In an appeal to U.S. President George W. Bush, the leaders of Christian denominations in the Holy Land asked to “stop immediately the inhuman tragedy that is taking place in this Holy Land in our Palestinian towns and villages.”

Israeli forces have entered Bethlehem several times in the past 18 months of fighting, but kept a distance from the Church of the Nativity, one of Christianity’s holiest shrines. Palestinian gunmen frequently use the area as a refuge.

Earlier Tuesday, a 60-year-old Palestinian security guard was shot to death in Bethlehem and an Israeli soldier was killed by a Palestinian sniper near the city.

In other incursions Tuesday, Israeli troops also moved into the town of Beit Jalla and the village of Al Khader near Bethlehem. In Beit Jalla, Israeli forces imposed a curfew and occupied buildings commanding the high ground over Bethlehem. Seven foreign protesters were injured, none seriously, when an Israeli soldier fired into the ground in front of them as they marched in Beit Jalla.

Despite the military offensive, attacks on Israelis continued.

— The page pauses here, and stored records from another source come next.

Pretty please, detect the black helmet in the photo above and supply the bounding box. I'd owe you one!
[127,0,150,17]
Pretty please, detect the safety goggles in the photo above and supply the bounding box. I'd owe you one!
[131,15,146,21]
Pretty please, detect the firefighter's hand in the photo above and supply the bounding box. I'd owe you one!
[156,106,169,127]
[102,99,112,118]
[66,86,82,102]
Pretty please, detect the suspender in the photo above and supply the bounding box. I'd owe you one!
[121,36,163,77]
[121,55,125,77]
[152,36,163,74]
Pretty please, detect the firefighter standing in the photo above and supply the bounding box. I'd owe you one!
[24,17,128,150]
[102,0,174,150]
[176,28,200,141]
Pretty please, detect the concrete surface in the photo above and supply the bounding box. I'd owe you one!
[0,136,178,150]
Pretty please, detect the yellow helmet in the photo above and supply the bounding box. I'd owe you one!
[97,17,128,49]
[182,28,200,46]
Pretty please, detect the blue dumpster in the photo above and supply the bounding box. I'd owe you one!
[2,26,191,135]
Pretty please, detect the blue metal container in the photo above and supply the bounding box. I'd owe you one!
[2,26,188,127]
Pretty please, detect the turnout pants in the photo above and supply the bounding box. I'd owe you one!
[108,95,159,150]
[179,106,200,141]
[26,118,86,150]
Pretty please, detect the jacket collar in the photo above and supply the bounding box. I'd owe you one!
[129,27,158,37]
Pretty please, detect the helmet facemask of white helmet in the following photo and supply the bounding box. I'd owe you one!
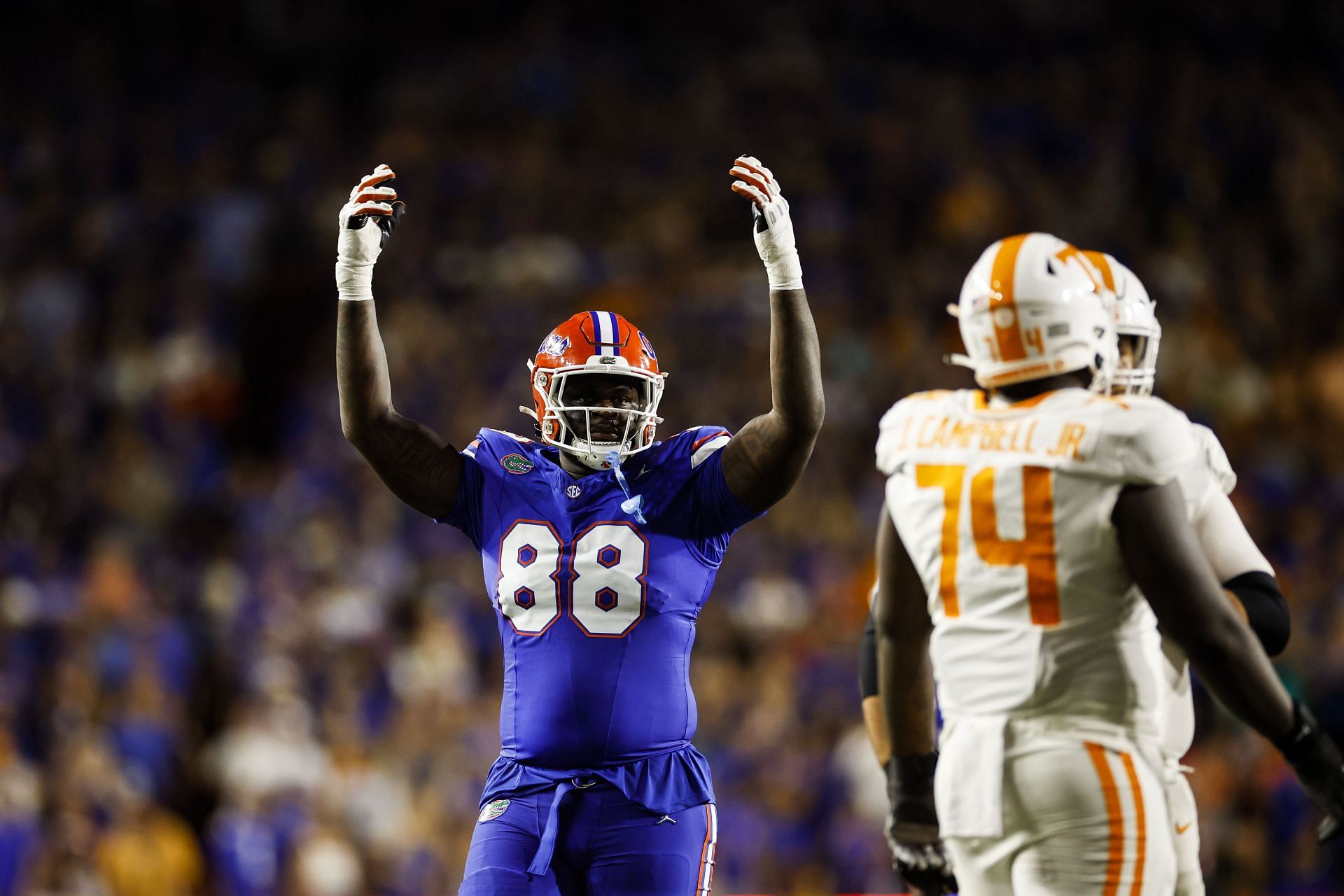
[1113,283,1163,395]
[532,357,663,470]
[949,232,1118,393]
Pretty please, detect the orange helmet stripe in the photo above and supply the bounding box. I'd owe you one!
[989,234,1027,361]
[1082,248,1116,293]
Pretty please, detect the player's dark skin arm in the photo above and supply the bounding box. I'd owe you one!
[1112,482,1293,740]
[872,505,934,756]
[723,289,827,510]
[336,301,462,519]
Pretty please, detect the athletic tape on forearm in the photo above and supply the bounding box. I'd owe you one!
[336,257,374,302]
[764,253,802,290]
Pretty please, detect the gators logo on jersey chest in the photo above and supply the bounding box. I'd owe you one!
[476,799,510,822]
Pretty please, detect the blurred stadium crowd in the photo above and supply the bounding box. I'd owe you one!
[0,0,1344,896]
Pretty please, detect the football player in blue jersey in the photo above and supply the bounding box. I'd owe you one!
[336,156,824,896]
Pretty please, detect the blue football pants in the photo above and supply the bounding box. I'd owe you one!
[458,779,718,896]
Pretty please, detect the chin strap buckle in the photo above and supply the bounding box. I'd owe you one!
[605,450,648,524]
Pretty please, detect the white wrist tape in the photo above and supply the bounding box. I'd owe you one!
[336,255,374,302]
[764,250,802,290]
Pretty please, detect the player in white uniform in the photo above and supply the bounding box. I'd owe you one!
[875,234,1344,896]
[1084,251,1290,896]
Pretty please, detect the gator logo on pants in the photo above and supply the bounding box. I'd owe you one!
[476,799,508,822]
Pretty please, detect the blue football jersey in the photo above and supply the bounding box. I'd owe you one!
[441,427,758,802]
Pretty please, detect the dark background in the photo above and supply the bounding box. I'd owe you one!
[0,0,1344,896]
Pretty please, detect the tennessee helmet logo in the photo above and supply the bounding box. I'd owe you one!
[536,333,570,357]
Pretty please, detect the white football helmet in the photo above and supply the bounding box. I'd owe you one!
[949,234,1118,392]
[1084,251,1163,395]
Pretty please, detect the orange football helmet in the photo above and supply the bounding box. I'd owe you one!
[519,312,666,470]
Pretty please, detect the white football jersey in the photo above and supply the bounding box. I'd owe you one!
[1135,423,1273,760]
[878,388,1199,743]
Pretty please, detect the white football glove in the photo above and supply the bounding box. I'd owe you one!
[729,156,802,290]
[336,165,406,302]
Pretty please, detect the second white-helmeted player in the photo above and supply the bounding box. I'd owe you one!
[875,234,1344,896]
[1084,251,1290,896]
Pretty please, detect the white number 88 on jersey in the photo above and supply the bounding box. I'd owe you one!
[495,520,649,638]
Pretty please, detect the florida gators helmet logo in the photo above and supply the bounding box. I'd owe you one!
[523,312,666,470]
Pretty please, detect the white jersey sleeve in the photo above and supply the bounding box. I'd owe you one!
[1179,423,1274,582]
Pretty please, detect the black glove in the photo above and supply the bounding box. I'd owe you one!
[345,195,406,248]
[887,752,957,896]
[1274,700,1344,844]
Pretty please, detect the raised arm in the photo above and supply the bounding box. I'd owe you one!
[723,156,825,510]
[336,165,462,519]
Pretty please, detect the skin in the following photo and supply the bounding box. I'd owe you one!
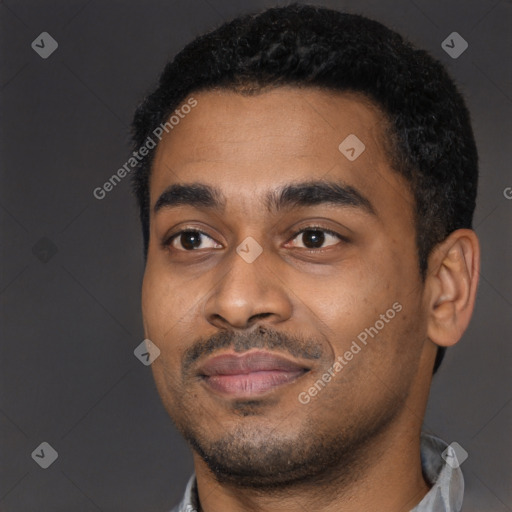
[142,87,479,512]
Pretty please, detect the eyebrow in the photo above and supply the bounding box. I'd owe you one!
[153,180,376,216]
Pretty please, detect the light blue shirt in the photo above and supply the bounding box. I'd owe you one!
[170,433,464,512]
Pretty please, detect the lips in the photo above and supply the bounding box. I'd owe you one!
[198,351,309,397]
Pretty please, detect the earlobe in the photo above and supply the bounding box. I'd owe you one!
[426,229,480,347]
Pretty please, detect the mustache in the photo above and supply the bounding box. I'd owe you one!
[182,327,324,375]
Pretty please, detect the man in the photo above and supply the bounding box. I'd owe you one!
[129,5,480,512]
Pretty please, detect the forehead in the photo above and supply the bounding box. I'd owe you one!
[150,87,412,222]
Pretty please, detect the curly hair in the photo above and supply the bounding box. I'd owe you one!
[132,4,478,373]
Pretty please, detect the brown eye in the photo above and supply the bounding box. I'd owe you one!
[293,227,343,250]
[168,229,218,251]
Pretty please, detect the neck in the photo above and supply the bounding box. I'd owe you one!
[194,418,429,512]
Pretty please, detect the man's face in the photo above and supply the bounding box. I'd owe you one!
[142,87,431,486]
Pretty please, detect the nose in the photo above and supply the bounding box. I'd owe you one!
[204,242,292,329]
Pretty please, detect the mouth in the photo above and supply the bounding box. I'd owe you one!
[198,351,310,398]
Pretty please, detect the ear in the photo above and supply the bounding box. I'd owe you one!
[425,229,480,347]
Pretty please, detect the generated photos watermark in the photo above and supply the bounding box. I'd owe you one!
[297,302,402,405]
[92,96,197,200]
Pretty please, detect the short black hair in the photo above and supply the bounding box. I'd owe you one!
[132,4,478,373]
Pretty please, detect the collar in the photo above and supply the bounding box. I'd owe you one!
[171,433,464,512]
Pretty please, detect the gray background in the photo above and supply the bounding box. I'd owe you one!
[0,0,512,512]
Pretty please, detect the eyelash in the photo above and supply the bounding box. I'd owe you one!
[162,225,348,253]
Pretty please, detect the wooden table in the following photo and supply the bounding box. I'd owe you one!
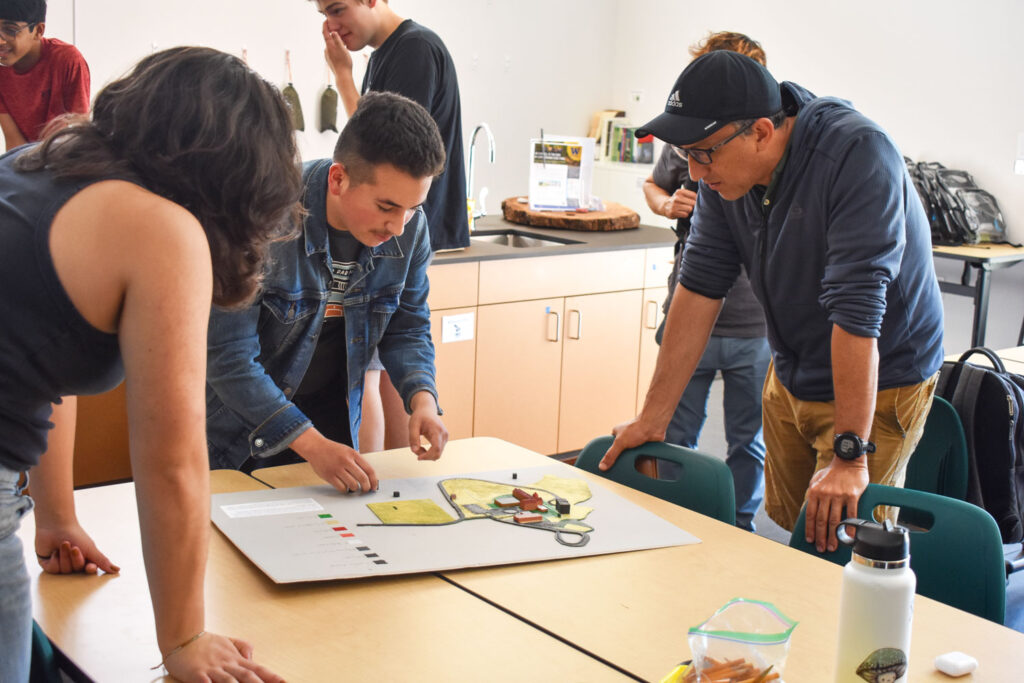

Near downtown Jerusalem, a Palestinian driver detonated explosives in his car as he was being stopped by police, killing himself and a police officer late Monday. Police said the driver was planning an attack in the center of the city. The Al Aqsa Martyrs’ Brigade, a militia linked to Arafat’s Fatah movement, claimed responsibility.

Also late Monday, Palestinians opened fire on an Israeli car in the West Bank, wounding three members of a family. Israeli soldiers fired back, killing one of the gunmen, the military said.

In the Jewish settlement of Ramon in the West Bank, a Palestinian gunman opened fire on a home early Tuesday, lightly injuring one resident before he was shot dead by Israeli forces, police said.

Near the Jewish settlement of Kohav Hashahar, two Palestinian motorists were killed in a shooting ambush. Israel Radio said police were checking whether the two Palestinian motorists were attacked by Jewish extremists.